GM and Toyota will continue to work together on technology that will help to save lives, Fosgard said.

The world's largest automakers have been collaborating since 1999 on developing safety systems and advanced technologies. The partnership was set to expire at the end of the month and has been extended to March 31, 2008, GM said.

The latest agreement covers information exchange and collaborative research in areas such as energy usage and emissions, intelligent transportation systems, vehicle infrastructure integration and vehicle-to-vehicle communications. It also allows for joint research projects in other areas.


----------



## Brett (Oct 26, 2004)

In the most favourable conditions, hydrogen fuel-cell vehicles would enter the market (in mass numbers) around 2025 and power 30 percent of the global stock of vehicles by 2050 -- the equivalent of about 700 million vehicles," the IEA said in a recent report.

Do we have enough oil to last that long????


----------



## j4893k (Sep 30, 2005)

Yes


----------



## _tictac_ (Jan 6, 2003)

Brett said:


> Do we have enough oil to last that long????


We'll see oil lasting for atleast another 150 years. Guaranteed.
However, it could easily be much longer.


----------



## Whiteeclipse (Mar 31, 2005)

_tictac_ said:


> We'll see oil lasting for atleast another 150 years. Guaranteed.
> However, it could easily be much longer.


That doesn't matter, oil is peaking because of the fast rising demand from developing countries which is causing the price increases. Before the price hits $5 a gallon in the USA, we need a solution because our economy will be effected with the high price.


----------



## czm3 (Dec 4, 2004)

I think GM sees bankruptcy by 2010-2015.


Besides, hydrogen cars are silly, biofuels make much more sense.


----------



## rantanamo (Sep 12, 2002)

why is something that can be synthesized from water and has a biproduct of water, silly?


----------



## czm3 (Dec 4, 2004)

rantanamo said:



> why is something that can be synthesized from water and has a biproduct of water, silly?

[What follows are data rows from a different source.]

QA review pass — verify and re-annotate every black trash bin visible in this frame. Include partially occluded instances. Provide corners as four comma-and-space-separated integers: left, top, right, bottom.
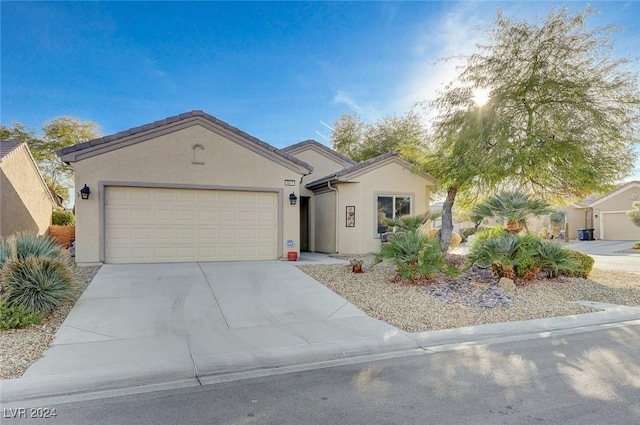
578, 227, 587, 241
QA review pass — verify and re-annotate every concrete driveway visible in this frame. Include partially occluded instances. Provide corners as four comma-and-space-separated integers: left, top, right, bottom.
565, 241, 640, 273
10, 261, 417, 397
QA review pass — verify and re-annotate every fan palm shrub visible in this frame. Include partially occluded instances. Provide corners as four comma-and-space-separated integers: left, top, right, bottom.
471, 190, 553, 233
376, 231, 455, 280
467, 231, 578, 281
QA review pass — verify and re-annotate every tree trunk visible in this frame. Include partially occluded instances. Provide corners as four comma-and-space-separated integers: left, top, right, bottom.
436, 187, 458, 253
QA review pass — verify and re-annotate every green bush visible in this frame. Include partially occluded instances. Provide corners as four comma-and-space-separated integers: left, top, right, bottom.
557, 250, 595, 279
467, 231, 578, 281
0, 300, 42, 331
376, 231, 455, 280
2, 257, 74, 315
9, 233, 67, 262
51, 210, 76, 226
474, 226, 509, 242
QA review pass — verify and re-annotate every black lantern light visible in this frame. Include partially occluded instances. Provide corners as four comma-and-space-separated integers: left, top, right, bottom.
80, 184, 91, 199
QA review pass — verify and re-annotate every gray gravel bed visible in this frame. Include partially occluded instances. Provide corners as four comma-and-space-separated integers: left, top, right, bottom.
0, 266, 100, 379
300, 262, 640, 332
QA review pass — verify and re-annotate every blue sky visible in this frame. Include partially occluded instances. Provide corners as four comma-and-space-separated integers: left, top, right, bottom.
0, 1, 640, 179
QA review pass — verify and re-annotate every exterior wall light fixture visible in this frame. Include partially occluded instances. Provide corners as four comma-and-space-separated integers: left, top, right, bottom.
80, 183, 91, 199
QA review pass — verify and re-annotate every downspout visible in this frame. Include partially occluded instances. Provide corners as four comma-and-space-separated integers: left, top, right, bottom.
327, 180, 340, 254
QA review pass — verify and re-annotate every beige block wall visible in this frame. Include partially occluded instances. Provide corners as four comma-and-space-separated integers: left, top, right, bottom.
0, 145, 53, 237
593, 184, 640, 240
338, 163, 430, 254
73, 125, 301, 263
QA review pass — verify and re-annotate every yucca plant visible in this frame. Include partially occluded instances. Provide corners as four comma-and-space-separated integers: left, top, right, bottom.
13, 233, 68, 262
2, 257, 74, 315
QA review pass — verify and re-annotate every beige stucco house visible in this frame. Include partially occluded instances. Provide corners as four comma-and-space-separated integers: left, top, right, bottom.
0, 141, 56, 237
567, 181, 640, 241
58, 111, 433, 263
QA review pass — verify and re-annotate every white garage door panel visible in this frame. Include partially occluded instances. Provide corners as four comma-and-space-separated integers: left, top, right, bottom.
105, 187, 278, 263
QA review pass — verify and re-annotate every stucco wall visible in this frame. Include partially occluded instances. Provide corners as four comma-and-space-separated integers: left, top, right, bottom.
312, 192, 336, 254
338, 163, 430, 254
566, 207, 597, 240
73, 125, 301, 263
593, 184, 640, 240
0, 145, 53, 237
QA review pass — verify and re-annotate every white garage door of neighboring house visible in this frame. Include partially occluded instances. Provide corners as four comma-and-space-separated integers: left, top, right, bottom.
601, 211, 640, 241
105, 186, 278, 263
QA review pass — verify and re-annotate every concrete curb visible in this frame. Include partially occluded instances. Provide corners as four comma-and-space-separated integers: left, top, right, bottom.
0, 303, 640, 403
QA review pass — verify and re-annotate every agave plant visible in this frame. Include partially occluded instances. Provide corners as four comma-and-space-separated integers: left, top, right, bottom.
471, 190, 553, 233
11, 233, 67, 261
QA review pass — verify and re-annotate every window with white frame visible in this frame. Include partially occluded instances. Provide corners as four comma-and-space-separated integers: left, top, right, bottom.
376, 195, 411, 234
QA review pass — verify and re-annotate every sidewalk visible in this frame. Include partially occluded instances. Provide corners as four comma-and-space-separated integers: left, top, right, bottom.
0, 255, 640, 403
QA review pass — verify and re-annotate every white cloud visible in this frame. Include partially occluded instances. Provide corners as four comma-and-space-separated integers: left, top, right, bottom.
396, 2, 495, 119
333, 90, 362, 113
333, 90, 387, 121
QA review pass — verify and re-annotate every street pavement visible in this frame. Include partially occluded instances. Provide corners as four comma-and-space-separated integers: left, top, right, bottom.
0, 250, 640, 402
2, 321, 640, 425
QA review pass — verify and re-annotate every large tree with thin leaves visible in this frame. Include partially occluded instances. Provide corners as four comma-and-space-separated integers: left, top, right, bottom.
424, 8, 640, 247
0, 117, 99, 200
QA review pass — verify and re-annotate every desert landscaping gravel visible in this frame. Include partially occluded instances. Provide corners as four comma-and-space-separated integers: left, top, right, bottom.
300, 262, 640, 332
0, 266, 100, 379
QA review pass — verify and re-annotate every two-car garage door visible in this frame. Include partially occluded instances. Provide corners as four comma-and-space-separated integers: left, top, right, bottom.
104, 186, 278, 263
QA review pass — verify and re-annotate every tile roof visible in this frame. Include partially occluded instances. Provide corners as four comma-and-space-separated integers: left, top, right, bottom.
576, 180, 640, 207
305, 151, 432, 189
0, 140, 22, 159
57, 110, 313, 170
281, 139, 356, 164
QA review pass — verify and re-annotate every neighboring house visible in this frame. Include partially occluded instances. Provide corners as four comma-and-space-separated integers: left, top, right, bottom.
58, 111, 433, 263
567, 181, 640, 241
0, 141, 56, 237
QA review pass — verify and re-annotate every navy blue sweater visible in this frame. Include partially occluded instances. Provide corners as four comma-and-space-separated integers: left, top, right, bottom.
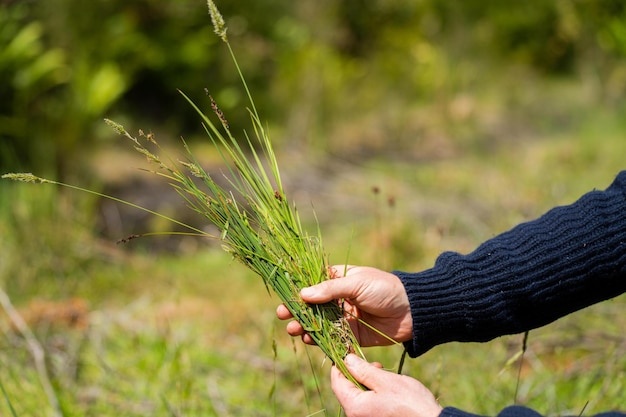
394, 171, 626, 416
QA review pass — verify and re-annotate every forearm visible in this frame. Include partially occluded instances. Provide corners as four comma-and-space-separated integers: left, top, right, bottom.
394, 171, 626, 356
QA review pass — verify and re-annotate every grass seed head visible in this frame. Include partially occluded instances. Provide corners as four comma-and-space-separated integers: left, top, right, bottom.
207, 0, 228, 42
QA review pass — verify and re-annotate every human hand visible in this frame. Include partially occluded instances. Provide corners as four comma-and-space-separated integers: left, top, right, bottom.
330, 354, 442, 417
276, 265, 413, 347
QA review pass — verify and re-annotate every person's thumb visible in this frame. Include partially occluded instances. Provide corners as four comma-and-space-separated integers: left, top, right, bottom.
338, 353, 386, 391
300, 278, 360, 304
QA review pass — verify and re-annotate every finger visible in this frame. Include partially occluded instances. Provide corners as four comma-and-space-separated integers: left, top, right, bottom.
276, 304, 293, 320
300, 278, 363, 304
345, 353, 388, 391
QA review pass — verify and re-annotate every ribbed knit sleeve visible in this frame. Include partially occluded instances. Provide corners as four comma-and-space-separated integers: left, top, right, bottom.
439, 406, 626, 417
394, 171, 626, 357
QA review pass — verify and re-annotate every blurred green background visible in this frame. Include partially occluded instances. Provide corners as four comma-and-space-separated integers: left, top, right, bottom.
0, 0, 626, 416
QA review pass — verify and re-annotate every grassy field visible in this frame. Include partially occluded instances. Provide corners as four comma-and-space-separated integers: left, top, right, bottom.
0, 79, 626, 416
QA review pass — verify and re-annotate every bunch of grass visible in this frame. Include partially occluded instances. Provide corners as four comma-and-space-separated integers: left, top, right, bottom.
3, 0, 364, 388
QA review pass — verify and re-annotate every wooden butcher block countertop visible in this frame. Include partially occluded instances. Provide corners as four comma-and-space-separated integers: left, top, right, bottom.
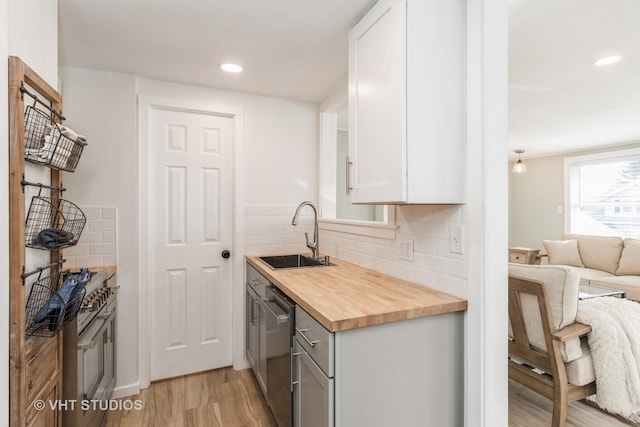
247, 256, 467, 332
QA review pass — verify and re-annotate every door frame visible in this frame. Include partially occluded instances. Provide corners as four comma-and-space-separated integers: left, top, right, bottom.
138, 95, 247, 389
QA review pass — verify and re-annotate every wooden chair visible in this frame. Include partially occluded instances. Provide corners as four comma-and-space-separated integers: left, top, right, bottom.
509, 267, 596, 427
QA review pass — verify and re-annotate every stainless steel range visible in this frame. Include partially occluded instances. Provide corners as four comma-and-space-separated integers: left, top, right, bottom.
62, 271, 117, 427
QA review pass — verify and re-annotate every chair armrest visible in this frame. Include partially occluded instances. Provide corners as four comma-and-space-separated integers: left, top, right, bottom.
551, 322, 591, 342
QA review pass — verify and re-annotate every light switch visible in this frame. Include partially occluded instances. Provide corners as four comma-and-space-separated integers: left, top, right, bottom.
449, 224, 464, 254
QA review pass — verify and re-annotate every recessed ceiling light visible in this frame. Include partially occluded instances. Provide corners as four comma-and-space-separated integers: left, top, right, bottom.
220, 64, 243, 73
593, 55, 622, 67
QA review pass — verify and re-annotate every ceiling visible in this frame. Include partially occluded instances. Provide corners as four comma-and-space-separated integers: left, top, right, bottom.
58, 0, 375, 102
509, 0, 640, 158
59, 0, 640, 159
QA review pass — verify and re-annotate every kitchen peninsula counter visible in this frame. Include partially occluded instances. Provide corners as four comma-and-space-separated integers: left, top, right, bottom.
246, 256, 467, 332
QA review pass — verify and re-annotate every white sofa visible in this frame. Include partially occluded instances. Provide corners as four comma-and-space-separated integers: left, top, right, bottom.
542, 234, 640, 301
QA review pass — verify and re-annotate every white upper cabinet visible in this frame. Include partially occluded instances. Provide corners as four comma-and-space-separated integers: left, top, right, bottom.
348, 0, 465, 204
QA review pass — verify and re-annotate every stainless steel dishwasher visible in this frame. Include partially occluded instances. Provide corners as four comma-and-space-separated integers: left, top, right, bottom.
247, 265, 295, 427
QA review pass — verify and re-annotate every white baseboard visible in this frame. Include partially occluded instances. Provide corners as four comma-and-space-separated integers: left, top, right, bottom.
111, 381, 140, 399
233, 357, 251, 371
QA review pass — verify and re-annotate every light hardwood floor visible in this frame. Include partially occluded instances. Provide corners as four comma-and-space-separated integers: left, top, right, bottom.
106, 368, 276, 427
106, 368, 632, 427
509, 380, 633, 427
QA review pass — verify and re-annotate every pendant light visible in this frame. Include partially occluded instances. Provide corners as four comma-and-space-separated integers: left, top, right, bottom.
511, 150, 527, 173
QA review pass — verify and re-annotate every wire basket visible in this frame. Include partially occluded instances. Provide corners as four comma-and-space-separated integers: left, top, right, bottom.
25, 196, 87, 251
24, 105, 86, 172
25, 272, 85, 337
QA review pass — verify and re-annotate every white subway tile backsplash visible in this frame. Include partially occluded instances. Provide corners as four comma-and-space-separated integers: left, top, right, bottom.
244, 206, 468, 297
102, 208, 116, 220
78, 231, 103, 244
69, 207, 117, 268
89, 243, 116, 255
102, 255, 118, 265
80, 208, 102, 220
89, 219, 116, 231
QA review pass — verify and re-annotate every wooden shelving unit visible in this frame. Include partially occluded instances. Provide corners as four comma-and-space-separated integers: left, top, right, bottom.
9, 57, 62, 427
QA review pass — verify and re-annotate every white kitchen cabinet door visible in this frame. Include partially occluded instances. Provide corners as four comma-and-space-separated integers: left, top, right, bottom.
349, 0, 465, 204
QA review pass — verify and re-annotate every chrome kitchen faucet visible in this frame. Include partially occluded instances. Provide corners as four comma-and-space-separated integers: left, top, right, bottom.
291, 201, 319, 259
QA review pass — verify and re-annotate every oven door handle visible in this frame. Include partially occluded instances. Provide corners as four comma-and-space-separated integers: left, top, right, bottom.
78, 310, 115, 350
78, 339, 96, 350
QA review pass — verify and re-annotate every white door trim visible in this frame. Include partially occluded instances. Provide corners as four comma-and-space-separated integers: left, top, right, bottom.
138, 95, 247, 389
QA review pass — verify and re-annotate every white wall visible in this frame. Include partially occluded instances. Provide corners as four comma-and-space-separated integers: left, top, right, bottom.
3, 0, 58, 88
509, 142, 640, 249
61, 68, 318, 395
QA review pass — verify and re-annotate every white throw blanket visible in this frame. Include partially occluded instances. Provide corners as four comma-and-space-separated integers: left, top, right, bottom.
576, 297, 640, 423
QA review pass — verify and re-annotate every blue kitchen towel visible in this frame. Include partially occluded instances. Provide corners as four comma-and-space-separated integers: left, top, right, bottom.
34, 274, 79, 323
36, 228, 73, 249
67, 268, 91, 302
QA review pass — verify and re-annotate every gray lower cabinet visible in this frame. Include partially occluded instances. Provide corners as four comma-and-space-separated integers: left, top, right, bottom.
293, 339, 334, 427
293, 307, 464, 427
246, 286, 267, 393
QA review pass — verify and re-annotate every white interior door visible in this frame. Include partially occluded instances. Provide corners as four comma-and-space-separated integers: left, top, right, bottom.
149, 108, 234, 381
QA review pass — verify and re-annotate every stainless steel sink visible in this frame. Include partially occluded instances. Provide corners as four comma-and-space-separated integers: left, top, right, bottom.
259, 254, 333, 269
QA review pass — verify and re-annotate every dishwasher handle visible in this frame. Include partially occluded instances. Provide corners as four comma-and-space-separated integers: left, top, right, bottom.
259, 298, 290, 325
296, 326, 320, 347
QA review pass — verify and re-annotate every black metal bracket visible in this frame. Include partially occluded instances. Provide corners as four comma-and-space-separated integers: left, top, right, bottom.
20, 174, 67, 193
21, 258, 67, 286
20, 82, 66, 121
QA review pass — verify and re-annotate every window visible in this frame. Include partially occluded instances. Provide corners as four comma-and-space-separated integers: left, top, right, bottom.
565, 148, 640, 238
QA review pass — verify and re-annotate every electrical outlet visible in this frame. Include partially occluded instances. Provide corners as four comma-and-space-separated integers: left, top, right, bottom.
400, 239, 413, 261
449, 224, 464, 254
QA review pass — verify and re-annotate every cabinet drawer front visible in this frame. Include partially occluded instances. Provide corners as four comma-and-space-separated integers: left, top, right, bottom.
247, 264, 269, 286
293, 340, 334, 427
296, 306, 333, 377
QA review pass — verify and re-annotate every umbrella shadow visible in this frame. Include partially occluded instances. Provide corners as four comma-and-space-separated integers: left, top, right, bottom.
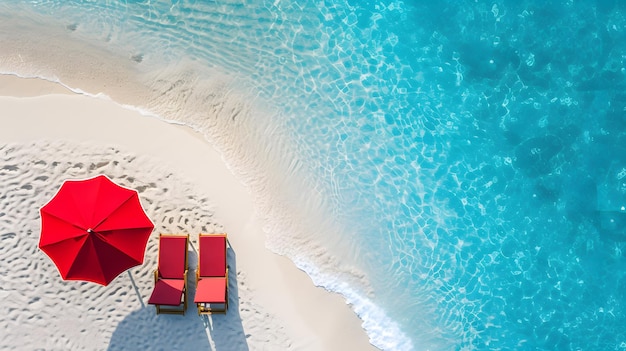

Well, until we test it in a much greater fleet, it poses a great safety hazard in accidents to both occupants and first responders. I'd rather be driving a deep fat fryer, than a Hindenburg. (especially when the knuckle head behind me is on his cell phone)

Second, we have no way of producing hydrogen. We would have to split H2O molocules which would require a great amount of electricity. The the US, the majority of electricty comes from coal, which is far dirtier than oil.

Third, remember all those smog clouds in LA, Houston, currently in China? Imagine if all that was water vapor. While that would not be a big deal in a city like Miami, it would be devestating to a city like Phoenix.

Finally, there is a cost and infestructure issue. I'd like to see larger operations use Hydrogen to generate electricity. Then a new system can be put in place for a new source of energy.

It would be cheap and easy to switch from petroleum to biofeuls without having to rebuild every gas station in the world.


----------



## Arpels (Aug 9, 2004)

cool, is time to put an end in oil dependence :yes:


----------



## Frungy (Dec 16, 2004)

Cars are becoming very fuel efficient, and are now cleaner than natural gas vehicles emissions-wise. A switch to ethanol or other synthesized fuels is more likely than hydrogen vehicles... IMO anyway.


----------